Data from: Contrasting patterns of population structure at large and fine scales in an avian disturbance specialist of braided river ecosystems
Schlesselmann, Ann-Kathrin Verena et al. (2020), Data from: Contrasting patterns of population structure at large and fine scales in an avian disturbance specialist of braided river ecosystems, Dryad, Dataset, https://doi.org/10.5061/dryad.873k5k4
Aim: To understand the population structure and its potential drivers at different spatial scales in a migratory bird, the black-fronted tern (Chlidonias albostriatus); a specialist of the spatially and temporally dynamic environments of braided rivers.
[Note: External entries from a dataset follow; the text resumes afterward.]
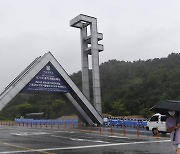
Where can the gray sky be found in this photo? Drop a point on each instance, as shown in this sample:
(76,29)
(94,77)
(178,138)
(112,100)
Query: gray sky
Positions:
(132,29)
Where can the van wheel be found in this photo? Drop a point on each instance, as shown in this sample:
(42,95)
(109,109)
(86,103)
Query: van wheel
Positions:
(155,131)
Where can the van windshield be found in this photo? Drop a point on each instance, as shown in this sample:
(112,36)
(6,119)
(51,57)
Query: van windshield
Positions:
(163,118)
(154,118)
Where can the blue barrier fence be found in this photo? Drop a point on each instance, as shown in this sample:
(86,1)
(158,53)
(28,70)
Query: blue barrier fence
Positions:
(126,123)
(47,122)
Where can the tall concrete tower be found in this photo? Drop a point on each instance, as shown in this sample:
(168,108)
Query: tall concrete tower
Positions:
(90,46)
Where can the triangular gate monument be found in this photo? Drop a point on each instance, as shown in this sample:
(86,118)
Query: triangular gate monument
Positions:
(46,74)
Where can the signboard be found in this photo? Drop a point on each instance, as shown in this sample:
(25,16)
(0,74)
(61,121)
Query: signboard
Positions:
(47,80)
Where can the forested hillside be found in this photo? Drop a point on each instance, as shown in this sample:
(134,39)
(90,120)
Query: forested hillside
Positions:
(128,88)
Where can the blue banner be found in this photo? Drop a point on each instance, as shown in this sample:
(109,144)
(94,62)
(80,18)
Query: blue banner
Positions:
(47,80)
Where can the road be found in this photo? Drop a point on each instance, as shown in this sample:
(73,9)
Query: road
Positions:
(66,140)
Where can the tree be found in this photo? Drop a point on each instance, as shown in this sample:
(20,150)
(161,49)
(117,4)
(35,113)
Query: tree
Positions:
(119,108)
(23,109)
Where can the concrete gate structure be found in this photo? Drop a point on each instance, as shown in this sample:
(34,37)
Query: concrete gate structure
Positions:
(46,74)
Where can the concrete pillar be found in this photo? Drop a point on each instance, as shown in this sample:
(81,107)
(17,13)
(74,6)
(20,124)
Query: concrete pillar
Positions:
(90,46)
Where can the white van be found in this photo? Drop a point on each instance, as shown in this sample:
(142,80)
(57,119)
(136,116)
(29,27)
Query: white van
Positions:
(157,123)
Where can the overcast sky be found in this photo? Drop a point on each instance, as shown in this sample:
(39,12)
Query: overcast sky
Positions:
(132,30)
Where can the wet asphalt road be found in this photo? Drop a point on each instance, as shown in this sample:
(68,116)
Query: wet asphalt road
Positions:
(64,140)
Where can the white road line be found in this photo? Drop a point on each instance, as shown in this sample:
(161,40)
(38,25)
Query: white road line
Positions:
(109,136)
(80,139)
(84,147)
(28,133)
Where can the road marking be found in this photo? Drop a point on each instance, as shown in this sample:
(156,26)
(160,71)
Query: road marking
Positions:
(112,136)
(84,147)
(80,139)
(27,149)
(28,133)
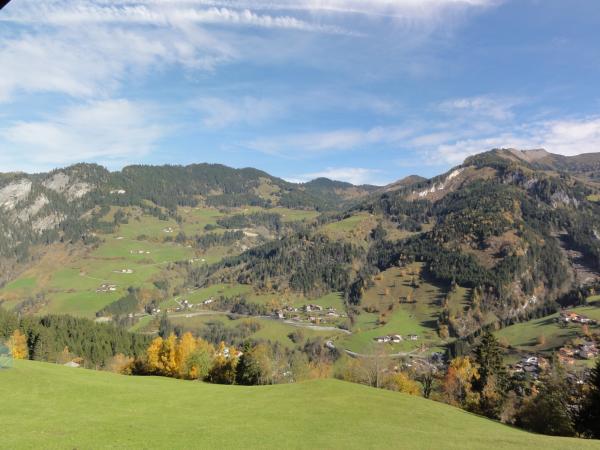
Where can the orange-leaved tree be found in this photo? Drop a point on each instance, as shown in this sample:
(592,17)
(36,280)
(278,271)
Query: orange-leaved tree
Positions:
(18,345)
Location: New Zealand Methods: We used a three-pronged approach based on 17 microsatellites, two mitochondrial loci (cytochrome b / control region), and phenotypic data (head-bill length, bill depth, wing length, weight). We determined large-scale genetic structure throughout the whole breeding range (approx. 150,000 km2), calculated genetic divergence of breeding populations, and tested for isolation-by-distance between populations. We investigated the level of fine-scale genetic structure based on spatial autocorrelation analyses and assessed the presence of a body size cline based on phenotypic data. Lastly, we compared phenotypic divergence (PST) and the level of divergence by genetic drift (FST) among breeding populations to test for underlying mechanisms of population differentiation. Results: Nuclear and mitochondrial DNA showed that across their range black-fronted terns were effectively panmictic, with low genetic divergence between breeding colonies overall and no isolation-by-distance. However, at fine geographical scales black-fronted terns accrued significant genetic structure for distances up to 75 km, primarily driven by males, indicating more frequent female dispersal. Furthermore, a phenotypic cline in accordance with Bergmann’s rule was evident. PST exceeded FST in three traits, suggestive of local adaptation. Main conclusions: Significant fine-scale structure can be present in highly mobile, specialist species while not affecting spatial structures at larger scales. Hence, methodologies applied to both whole landscapes and local scales are important to appropriately estimate connectivity in dynamic metapopulations and investigate the processes behind connectivity. Conservation management will need to include protecting currently uninhabited patches to facilitate natural colonisation of suitable habitat. For black-fronted terns, managing whole catchments throughout the entire breeding range would be preferable to managing single patches.